Not so fast. That was the message from South Carolina leaders on Wednesday, concerned about their state’s involvement with the national standards education agenda.
Despite being called conspiracy theorists by the U.S. Department of Education, the South Carolina Senate Education Committee voted to study further the impact that adopting national standards and tests would have on taxpayers, families, and teachers in the state. The measure had bipartisan support, and the standards will be examined along with a proposal introduced by State Senator Mike Fair (R–Greenville) to completely pull the Palmetto state out of the national standards overhaul.
South Carolina is right to be concerned about the impact that adopting national standards and tests will have on education in the state. “Before we surrender control of our classrooms to outside parties, we need to have an open and transparent debate so we can understand what we’re getting into,” said Fair.

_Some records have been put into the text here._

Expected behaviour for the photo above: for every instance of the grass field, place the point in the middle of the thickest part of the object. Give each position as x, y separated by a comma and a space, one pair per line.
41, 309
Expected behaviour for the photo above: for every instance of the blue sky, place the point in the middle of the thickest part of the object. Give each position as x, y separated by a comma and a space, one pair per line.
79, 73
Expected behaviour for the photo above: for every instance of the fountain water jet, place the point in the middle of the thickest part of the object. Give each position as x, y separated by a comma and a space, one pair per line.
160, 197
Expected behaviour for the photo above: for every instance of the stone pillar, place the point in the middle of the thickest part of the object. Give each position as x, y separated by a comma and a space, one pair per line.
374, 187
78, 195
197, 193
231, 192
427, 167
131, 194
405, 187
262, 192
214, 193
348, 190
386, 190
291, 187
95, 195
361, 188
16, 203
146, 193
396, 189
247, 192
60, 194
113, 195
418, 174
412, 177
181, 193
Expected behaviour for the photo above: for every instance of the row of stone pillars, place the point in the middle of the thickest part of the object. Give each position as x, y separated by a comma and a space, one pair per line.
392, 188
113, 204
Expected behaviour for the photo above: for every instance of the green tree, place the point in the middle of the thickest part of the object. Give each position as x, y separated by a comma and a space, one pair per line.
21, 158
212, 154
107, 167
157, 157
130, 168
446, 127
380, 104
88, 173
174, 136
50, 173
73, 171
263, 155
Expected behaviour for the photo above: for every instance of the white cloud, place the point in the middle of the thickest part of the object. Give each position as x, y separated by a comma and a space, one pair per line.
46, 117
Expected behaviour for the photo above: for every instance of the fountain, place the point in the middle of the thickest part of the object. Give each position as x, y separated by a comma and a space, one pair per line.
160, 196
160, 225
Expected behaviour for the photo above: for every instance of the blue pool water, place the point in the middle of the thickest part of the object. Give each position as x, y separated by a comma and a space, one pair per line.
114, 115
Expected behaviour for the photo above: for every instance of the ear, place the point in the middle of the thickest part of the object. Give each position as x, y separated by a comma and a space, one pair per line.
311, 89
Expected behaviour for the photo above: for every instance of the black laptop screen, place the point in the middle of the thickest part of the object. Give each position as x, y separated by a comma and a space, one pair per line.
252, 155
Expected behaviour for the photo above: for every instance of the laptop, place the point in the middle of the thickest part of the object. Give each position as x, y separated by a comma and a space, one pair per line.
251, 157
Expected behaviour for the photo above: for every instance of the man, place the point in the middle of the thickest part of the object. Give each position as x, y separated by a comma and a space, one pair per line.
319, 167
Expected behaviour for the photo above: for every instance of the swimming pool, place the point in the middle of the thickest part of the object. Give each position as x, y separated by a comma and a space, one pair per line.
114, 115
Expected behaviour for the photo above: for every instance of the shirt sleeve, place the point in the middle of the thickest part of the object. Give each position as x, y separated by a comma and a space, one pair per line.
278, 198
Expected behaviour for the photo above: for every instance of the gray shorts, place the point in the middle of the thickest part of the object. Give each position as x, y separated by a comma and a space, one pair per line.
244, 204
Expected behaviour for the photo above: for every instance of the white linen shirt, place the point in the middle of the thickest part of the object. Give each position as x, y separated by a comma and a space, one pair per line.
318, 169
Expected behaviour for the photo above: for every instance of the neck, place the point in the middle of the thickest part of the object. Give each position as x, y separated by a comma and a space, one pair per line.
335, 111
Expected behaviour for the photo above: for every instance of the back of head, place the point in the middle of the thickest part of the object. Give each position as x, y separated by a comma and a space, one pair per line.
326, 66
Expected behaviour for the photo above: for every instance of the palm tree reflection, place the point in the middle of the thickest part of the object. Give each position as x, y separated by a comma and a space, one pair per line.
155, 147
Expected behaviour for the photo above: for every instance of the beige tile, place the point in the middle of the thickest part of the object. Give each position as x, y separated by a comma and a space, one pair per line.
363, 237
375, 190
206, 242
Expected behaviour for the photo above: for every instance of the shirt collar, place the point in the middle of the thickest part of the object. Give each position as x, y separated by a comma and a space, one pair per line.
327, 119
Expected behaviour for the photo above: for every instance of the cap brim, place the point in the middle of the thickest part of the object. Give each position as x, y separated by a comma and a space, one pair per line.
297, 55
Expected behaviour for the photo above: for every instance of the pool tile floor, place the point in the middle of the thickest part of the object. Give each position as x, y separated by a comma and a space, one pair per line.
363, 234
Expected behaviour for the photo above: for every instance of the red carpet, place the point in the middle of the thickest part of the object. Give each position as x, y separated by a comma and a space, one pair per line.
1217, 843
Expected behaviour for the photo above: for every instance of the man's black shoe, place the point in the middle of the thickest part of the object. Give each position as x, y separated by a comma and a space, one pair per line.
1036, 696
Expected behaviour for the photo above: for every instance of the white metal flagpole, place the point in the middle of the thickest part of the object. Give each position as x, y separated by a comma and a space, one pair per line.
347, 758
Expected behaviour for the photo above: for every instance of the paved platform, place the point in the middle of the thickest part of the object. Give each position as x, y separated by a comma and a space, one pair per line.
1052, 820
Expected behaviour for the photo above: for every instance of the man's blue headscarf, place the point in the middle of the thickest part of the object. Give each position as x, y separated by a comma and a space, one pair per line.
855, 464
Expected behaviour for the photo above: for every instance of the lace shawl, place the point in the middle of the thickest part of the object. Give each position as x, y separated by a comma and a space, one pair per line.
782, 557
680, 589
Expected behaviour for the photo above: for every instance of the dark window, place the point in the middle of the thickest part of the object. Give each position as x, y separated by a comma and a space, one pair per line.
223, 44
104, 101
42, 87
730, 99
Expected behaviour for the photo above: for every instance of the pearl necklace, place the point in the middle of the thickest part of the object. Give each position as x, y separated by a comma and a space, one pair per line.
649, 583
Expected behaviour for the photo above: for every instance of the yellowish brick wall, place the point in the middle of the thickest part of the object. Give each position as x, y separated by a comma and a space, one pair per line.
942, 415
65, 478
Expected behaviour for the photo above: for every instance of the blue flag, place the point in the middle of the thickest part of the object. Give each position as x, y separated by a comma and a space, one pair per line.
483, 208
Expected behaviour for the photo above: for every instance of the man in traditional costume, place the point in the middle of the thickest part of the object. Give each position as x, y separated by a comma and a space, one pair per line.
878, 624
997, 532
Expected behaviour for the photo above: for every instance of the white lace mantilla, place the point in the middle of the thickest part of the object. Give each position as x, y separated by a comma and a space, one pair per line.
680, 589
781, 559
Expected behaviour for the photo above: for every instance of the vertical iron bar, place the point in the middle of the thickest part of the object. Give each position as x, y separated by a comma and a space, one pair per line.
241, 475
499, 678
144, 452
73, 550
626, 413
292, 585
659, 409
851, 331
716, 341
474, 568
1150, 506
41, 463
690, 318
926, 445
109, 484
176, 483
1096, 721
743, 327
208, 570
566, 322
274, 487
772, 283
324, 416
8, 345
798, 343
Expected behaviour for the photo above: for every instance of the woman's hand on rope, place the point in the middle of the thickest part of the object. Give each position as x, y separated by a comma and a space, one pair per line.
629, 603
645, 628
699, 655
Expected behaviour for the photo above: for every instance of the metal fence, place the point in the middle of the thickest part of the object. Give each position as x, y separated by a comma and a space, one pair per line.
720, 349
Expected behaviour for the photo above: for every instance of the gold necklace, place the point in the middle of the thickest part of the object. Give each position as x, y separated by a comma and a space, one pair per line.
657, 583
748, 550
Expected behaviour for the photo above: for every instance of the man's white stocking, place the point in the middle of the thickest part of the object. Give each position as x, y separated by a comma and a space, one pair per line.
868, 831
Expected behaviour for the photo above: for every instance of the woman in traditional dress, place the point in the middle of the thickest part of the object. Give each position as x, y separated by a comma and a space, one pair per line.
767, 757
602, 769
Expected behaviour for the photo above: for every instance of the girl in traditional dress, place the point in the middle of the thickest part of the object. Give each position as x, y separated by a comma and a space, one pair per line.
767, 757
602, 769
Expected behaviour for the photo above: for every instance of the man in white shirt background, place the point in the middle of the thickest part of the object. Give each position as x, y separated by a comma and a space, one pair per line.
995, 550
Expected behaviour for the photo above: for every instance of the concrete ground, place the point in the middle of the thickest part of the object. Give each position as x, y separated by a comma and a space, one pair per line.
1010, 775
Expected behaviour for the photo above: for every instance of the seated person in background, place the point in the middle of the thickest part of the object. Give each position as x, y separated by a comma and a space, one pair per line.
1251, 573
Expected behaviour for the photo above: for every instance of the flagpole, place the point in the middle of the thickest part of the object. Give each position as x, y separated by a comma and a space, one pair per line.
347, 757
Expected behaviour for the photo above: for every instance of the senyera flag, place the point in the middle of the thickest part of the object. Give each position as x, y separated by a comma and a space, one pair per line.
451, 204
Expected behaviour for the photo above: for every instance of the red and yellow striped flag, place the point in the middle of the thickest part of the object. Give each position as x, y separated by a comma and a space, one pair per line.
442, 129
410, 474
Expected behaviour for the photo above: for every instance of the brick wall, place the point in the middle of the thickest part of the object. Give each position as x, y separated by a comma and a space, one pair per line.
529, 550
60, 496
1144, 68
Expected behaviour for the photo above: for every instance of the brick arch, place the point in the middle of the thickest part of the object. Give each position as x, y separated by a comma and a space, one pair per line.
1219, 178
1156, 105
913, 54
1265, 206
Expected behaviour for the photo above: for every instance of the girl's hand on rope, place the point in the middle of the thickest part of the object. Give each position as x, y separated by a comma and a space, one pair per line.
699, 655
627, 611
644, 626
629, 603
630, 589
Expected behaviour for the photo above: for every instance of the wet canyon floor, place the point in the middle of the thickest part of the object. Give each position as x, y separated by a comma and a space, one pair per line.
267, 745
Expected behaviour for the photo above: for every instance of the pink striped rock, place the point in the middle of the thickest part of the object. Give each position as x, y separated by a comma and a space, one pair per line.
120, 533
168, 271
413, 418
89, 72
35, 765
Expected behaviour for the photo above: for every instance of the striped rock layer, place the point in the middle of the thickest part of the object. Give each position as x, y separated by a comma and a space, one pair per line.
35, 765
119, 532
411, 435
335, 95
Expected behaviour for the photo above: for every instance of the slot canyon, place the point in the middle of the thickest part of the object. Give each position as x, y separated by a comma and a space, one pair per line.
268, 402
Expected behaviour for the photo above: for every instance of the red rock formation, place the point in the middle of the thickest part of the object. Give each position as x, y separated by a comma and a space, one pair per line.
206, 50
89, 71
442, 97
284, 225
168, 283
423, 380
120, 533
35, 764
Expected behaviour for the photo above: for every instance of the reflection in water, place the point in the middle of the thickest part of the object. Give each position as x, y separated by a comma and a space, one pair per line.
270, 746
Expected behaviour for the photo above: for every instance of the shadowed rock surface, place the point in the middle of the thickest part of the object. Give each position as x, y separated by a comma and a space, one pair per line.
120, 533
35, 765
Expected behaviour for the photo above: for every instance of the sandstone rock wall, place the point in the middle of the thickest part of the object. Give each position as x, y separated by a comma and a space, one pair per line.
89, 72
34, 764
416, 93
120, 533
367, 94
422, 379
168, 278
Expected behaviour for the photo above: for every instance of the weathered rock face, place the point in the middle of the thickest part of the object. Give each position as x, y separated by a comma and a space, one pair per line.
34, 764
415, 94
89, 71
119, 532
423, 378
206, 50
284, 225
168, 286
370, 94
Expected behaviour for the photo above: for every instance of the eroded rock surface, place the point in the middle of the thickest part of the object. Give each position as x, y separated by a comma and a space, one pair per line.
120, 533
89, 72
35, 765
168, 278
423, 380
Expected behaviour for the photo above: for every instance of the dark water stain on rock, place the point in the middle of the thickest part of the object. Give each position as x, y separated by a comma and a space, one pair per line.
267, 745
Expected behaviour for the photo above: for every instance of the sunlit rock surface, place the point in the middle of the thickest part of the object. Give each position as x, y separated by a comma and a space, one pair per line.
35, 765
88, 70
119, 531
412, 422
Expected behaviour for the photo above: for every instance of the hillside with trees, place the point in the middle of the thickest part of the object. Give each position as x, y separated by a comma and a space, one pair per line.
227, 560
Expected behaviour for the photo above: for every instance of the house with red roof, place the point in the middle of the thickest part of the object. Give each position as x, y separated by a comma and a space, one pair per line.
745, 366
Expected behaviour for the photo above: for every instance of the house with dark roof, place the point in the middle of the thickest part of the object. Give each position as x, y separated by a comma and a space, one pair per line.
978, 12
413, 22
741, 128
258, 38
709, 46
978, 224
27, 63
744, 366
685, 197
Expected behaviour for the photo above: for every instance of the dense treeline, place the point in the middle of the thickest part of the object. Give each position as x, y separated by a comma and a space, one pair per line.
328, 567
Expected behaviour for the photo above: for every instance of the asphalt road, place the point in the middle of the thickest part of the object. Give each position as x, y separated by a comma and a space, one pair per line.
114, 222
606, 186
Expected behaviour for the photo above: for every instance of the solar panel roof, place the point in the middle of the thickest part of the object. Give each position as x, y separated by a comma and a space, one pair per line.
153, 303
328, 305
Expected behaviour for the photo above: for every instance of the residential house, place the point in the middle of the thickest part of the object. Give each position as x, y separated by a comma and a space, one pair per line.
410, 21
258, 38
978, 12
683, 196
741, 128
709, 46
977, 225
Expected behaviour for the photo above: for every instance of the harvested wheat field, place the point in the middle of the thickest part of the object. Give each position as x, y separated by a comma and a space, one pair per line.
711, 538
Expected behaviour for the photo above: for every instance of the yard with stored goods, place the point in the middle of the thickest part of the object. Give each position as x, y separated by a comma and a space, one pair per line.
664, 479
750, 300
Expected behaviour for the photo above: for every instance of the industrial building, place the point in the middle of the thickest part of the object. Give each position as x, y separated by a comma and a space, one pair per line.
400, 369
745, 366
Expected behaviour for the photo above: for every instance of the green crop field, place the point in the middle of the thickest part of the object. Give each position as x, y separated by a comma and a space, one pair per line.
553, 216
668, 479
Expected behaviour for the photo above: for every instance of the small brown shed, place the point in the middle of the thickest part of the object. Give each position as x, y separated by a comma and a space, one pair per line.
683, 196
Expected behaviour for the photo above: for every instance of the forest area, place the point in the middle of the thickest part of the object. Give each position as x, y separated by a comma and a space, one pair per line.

South Carolina representatives aren’t alone in their desire to reexamine their involvement in the Common Core national standards, an effort to define what every public-school student in America will learn. Policymakers in Utah are now taking a second look at the decision to surrender control of their education standards to national organizations and Washington.
Utah State Senator Margaret Dayton (R) has introduced a proposal that says the state “may exit any agreement, contract, memorandum of understanding, or consortium that cedes control of Utah’s core curriculum standards to any other entity.” According to The Salt Lake Tribune, the proposal passed unanimously in the Senate Education Committee on Wednesday. It’s a signal that policymakers in the state are concerned about surrendering their standards-setting control.
Then there are states like Wyoming that have had doubts about the Common Core national standards since last August. And for good reason. As Rick Hess recently wrote:
The Common Core has been aggressively supported by this administration. Whether one thinks that makes the exercise “nationally-imposed” is mostly a matter of semantics…It’s ludicrous for [Education Secretary Arne] Duncan to pretend otherwise. Race to the Top, the administration’s “ESEA blueprint,” and the waivers all reward the adoption of Common Core, while RTT included $330 million to develop Common Core assessments—funds that, with little concern for the niceties of statutory prohibitions, are helping to develop curricular and instructional “materials”.
State policymakers are right to have concerns about the Common Core national standards. If adopted, states will be surrendering control of their education decision-making authority to national organizations and distant bureaucrats in Washington.
As the Pioneer Institute has recently reported, national standards adoption will cost states nearly $16 billion. Pioneer also notes that the U.S. Department of Education is running afoul of three laws prohibiting the federal government from being involved in curriculum. And notably, groups across a wide spectrum have voiced concerns that national standards won’t improve educational outcomes.
As Jay Mathews noted in The Washington Post last week, “Common Core standards are the educational fashion of the moment, but your child’s teacher can name many similar plans that went awry.” Except this time, if implemented, this “educational fashion of the moment” will have permanently ceded more state and local education control to Washington at great costs to state taxpayers—in dollars and educational freedom.